At least 12 states have implemented or are considering cuts that will affect low-income children's or families' eligibility for health insurance or reduce their access to health care services.

At least 10 states are cutting or proposing to cut K-12 education; three of them are proposing cuts that would affect access to child care.

At least 11 states have proposed or implemented reductions their state workforce. Workforce reductions often result in reduced access to services residents need.

And when states are forced to do things like cut their state workforce, the economy suffers even more. According to CNN/Money:

With falling revenue from sales and income taxes, and property-tax declines looming, states, cities and towns have already laid off tens of thousands of government employees. Many expect more job cuts ahead as public officials struggle to balance their budgets.

Economists say that cutbacks in jobs and spending by local governments could be a major drag on the overall economy.

It's cool that Obey recognizes the need for a  second stimulus package. But he also needs to understand that each day he lets pass without doing something means the economic hole we're in is that much deeper and is going to require that much more federal spending to help us get out of.

There's more...

House on the Verge of Addressing the Recession?

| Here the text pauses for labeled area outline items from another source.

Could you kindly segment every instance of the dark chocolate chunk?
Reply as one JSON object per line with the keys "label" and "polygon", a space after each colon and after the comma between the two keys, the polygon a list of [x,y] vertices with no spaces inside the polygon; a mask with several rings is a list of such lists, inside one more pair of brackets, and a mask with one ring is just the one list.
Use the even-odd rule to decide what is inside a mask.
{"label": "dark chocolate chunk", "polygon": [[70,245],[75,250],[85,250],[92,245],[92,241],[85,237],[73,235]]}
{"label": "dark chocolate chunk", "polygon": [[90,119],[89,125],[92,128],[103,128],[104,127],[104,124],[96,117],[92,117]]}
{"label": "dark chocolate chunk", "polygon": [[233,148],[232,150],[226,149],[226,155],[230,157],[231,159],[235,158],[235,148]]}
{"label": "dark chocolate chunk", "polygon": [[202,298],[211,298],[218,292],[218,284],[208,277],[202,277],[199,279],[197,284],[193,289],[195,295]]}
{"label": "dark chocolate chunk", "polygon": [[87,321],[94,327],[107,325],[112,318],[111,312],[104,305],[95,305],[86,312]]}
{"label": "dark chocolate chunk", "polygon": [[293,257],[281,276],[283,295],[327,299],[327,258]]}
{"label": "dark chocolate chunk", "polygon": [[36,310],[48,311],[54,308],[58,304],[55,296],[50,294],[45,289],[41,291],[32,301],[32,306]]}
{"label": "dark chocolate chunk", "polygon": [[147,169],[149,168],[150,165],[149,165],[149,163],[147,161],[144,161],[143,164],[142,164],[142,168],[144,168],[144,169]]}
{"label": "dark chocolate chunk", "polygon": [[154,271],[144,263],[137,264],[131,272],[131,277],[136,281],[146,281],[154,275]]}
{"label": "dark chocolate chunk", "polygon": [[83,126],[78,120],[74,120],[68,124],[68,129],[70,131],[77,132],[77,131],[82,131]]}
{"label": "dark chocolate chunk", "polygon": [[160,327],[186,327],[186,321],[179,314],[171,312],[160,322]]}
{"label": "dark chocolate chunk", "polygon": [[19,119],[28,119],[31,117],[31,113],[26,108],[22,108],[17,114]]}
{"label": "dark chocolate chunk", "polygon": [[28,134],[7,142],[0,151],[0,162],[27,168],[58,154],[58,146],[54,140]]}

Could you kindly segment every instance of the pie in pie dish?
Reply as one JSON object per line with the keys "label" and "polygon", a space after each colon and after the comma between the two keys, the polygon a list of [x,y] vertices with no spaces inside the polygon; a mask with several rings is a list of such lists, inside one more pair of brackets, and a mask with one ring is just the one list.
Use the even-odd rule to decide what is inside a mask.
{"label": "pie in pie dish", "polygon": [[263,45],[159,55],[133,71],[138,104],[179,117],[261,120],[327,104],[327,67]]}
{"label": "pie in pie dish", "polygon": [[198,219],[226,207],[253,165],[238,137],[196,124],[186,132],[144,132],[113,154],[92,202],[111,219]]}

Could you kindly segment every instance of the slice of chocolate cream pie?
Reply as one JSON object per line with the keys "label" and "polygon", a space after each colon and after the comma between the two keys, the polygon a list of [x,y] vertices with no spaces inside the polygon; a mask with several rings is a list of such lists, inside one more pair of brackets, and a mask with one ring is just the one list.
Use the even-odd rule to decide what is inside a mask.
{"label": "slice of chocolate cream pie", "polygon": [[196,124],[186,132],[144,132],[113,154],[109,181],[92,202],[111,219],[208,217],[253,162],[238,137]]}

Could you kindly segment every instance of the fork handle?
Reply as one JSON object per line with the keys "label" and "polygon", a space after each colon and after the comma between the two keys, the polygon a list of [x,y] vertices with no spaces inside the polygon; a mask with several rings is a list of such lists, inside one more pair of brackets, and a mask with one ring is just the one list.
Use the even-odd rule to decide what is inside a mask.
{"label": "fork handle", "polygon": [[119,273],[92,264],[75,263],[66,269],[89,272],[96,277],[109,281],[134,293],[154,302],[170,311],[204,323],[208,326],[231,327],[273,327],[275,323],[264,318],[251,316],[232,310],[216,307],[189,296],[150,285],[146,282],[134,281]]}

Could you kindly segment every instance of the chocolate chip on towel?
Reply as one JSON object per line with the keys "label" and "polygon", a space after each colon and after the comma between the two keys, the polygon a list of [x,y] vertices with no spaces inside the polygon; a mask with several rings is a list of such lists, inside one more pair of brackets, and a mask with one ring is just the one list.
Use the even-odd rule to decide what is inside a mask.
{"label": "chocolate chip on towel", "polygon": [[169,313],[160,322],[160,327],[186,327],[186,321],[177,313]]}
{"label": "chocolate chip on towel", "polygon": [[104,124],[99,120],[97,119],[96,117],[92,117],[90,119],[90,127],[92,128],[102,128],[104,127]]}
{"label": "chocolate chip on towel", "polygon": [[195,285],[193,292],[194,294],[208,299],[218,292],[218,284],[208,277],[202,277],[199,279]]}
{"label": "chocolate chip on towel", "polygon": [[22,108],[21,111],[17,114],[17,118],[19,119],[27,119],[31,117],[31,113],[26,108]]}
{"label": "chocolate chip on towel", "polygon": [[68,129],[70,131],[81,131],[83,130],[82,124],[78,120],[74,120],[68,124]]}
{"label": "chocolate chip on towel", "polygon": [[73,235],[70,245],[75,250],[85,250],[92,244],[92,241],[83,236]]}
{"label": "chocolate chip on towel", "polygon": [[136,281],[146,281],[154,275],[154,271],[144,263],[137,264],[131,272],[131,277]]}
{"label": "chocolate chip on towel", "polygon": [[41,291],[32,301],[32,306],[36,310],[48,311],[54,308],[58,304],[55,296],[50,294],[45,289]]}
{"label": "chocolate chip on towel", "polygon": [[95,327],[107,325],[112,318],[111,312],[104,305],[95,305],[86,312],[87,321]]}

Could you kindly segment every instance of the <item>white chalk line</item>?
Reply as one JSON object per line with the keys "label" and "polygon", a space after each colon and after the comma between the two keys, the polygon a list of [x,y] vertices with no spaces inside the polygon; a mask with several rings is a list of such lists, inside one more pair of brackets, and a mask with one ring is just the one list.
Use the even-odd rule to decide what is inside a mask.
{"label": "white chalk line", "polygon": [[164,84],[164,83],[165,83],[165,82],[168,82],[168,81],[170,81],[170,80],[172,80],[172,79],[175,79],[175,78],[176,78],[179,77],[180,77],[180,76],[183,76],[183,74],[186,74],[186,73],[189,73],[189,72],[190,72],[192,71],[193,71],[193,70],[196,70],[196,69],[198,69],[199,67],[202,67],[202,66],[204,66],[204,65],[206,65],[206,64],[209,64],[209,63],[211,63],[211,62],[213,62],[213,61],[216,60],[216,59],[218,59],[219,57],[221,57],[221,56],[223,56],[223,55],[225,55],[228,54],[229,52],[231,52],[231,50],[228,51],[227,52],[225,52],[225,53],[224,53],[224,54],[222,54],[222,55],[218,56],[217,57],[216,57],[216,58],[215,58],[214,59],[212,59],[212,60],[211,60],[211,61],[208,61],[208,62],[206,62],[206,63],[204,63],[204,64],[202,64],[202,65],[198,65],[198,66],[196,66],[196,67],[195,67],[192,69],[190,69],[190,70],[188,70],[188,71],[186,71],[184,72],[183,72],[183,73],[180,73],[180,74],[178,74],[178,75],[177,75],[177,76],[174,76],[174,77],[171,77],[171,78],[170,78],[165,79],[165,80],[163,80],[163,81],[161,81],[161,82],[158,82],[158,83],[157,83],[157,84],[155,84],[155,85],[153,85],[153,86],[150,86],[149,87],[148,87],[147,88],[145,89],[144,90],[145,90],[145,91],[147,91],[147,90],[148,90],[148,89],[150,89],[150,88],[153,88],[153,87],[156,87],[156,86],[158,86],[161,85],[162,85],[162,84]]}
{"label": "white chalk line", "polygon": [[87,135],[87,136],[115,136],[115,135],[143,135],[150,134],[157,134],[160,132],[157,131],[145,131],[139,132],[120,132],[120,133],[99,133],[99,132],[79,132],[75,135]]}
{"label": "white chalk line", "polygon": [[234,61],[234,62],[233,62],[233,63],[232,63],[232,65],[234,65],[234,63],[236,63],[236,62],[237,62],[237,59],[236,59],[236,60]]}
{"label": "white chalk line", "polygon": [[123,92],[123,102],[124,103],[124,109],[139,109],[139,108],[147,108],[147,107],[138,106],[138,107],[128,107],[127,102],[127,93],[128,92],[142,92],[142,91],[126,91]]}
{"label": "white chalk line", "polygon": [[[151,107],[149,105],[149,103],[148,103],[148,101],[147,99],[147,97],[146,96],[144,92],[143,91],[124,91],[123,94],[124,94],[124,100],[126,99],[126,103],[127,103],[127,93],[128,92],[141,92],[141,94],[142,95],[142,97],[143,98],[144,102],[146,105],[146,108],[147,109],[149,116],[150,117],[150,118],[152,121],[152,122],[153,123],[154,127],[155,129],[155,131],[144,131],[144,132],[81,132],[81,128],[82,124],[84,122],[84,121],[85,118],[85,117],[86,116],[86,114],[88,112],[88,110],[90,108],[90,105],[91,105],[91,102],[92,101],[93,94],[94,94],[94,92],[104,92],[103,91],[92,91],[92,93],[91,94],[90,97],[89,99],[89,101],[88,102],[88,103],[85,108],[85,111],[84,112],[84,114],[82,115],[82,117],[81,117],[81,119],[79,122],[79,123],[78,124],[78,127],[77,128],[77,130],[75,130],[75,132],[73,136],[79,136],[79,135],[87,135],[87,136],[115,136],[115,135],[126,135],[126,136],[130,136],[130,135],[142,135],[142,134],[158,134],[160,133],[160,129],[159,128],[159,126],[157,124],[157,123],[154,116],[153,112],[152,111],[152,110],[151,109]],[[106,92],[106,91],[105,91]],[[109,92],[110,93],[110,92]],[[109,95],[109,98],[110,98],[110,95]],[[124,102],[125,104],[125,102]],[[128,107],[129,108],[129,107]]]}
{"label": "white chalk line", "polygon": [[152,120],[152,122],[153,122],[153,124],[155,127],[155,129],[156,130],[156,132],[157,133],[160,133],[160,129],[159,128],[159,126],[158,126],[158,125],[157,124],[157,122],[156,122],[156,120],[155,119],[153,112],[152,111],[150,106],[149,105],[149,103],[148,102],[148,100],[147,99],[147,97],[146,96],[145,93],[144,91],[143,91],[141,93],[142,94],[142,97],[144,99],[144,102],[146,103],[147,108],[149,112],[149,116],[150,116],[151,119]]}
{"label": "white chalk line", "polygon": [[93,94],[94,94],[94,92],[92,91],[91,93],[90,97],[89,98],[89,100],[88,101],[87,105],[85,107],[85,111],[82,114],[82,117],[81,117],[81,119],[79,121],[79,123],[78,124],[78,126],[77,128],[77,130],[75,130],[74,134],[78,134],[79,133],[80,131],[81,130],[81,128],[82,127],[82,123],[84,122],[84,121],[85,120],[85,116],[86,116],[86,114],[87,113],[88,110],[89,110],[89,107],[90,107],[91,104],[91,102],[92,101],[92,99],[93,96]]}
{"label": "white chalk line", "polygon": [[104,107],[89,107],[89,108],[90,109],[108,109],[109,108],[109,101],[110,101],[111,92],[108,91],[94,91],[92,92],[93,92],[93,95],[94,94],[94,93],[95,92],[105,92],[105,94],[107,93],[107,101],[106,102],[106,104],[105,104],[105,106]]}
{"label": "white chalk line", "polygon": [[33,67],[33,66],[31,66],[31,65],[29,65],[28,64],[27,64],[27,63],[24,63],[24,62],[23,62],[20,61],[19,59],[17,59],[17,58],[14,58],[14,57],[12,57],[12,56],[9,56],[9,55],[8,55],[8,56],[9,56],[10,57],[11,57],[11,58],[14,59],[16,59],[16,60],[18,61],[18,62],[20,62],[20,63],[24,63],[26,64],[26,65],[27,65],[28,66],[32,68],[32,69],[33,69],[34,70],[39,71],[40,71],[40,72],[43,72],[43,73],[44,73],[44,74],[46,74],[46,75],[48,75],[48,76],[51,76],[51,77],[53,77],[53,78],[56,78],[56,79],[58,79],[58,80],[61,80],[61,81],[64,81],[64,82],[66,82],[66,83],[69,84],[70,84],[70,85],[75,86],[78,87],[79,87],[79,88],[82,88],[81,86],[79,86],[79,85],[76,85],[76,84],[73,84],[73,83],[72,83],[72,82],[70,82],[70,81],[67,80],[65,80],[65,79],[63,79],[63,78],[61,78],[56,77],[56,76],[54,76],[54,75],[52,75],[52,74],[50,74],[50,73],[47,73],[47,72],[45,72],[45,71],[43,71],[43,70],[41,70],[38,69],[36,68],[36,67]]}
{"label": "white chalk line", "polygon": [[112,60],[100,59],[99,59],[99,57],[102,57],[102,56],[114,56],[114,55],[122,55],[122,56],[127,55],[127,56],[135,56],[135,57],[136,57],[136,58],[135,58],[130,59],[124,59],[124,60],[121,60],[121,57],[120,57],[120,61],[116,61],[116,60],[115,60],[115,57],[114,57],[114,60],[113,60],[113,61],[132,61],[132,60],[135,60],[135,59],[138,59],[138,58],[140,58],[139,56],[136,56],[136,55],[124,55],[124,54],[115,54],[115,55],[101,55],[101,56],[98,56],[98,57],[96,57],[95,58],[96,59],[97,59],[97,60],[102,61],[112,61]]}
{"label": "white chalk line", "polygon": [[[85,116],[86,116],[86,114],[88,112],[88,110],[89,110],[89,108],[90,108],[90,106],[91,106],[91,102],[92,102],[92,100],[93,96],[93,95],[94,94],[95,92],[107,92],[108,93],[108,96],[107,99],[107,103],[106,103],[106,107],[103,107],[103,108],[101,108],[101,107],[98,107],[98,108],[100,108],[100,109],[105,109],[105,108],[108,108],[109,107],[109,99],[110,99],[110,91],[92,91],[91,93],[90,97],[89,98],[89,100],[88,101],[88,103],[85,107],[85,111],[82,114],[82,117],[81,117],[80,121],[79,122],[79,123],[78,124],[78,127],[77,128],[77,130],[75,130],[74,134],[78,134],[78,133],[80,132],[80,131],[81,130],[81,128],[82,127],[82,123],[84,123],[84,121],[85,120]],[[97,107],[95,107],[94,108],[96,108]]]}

On Thursday the Labor-Health and Human Services-Education Appropriations Subcommittee is considering a funding bill for key domestic programs and services under those federal departments.

Hopefully, the Subcommittee will approve a $781 million increase in the Employment Service -- basically the people who connect those needing work with those who need work done. This is exactly the kind of stuff that's critical in a recession.

Unsurprisingly, the Bush Administration is seeking to gut employment services. This bit of wanton stupidity is a nice bookend to the White House's unwillingness to extend unemployment benefits.

Progressive groups are also seeking an $874 million increase for Child Care and Development Block Grant, funding which the Bush administration wants to freeze for a 7th consecutive year. Of course, this will have consequences for real kids:

Years of flat funding have already resulted in 150,000 fewer children receiving assistance." At this rate, it is projected that 300,000 fewer children will receive child care assistance by 2010. The harsh reality is that parents "may have been forced to go into debt; return to welfare; choose lower-quality, less stable child care; or face untenable choices in their household budgets."

Finally the Subcommittee will hopefully approve a $350 million allocation for emergency preparedness in the event of a pandemic flu outbreak. If there's anything we know about a potential pandemic flu outbreak it's that we are not adequately prepared for it. As DemforCT has warned us at dKos.

Numerous groups are mobilizing supporters to encourage the Labor-Health and Human Services-Education Subcommittee to support the $781 million increase to the Employment Service, the $874 million increase in Child Care Development Block Grants, and the $350 million allocation for emergency preparedness.

AFSCME is collecting signatures for a petition in support of a $781 million increase to Employment Services, an $874 million increase in Child Care Development Block Grants, and a $350 million allocation for emergency preparedness.

Sign it. The country's in recession and the federal government needs to get the safety net unfurled before we all go splat.

There's more...

Congressional Democrats Forgetting Key Part of Obama's Relief Package?

CQ Politics is reporting on the Democratic leadership's desire for a second package to strengthen the economy that largely lines up with Barack Obama's plans. But are Congressional Dems omitting aid to state governments, one of the key planks of Obama's plan?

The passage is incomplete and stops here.